You are the best of both worlds, and have absolutely no feeling of being either femme or butch. You see yourself as "you" and that's all that matters. You dislike labels, surprised yourself by even taking this test, and are now laughing as you identify with this definition!
You switch roles fluidly without thinking from nurturing/subordinate to providing/leading as the situation demands. You are often a jack or jill of all trades and master of a few, but not all.
In clothing you go for the practical, not always bothering with the concept of neatness if that interferes with comfort or the time it takes to get dressed. Wrinkles don't drive you crazy, though you do prefer to keep reasonably up to date in your style, without going to any extreme in it.
You are shy in many ways, being intimidated by overt aggression as well as complete silence in a conversation. You tend to babble to fill silent space and clam up when confronted.
Odds are good astrologically that you are a Libra, Pisces, Gemini, or Aquarius.

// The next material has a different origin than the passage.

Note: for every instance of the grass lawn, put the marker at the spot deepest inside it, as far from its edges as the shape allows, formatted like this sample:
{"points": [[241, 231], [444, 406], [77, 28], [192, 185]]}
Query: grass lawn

You're willing to try anything once as long as it does not pose a risk to you. You're also good at doing just about any job, as long as you find a way to get trained for it. Physically, you're average in fitness, not being overly concerned about being either "curvy" or "chisled." If you are female and have some endowments, you wear a bra in public but not at home.
For partners you are comfortable with all types, for you are a peacemaker and changeling at heart, changing yourself to fit the situation and avoid hostility. You aren't a doormat, though, and do express your opinions.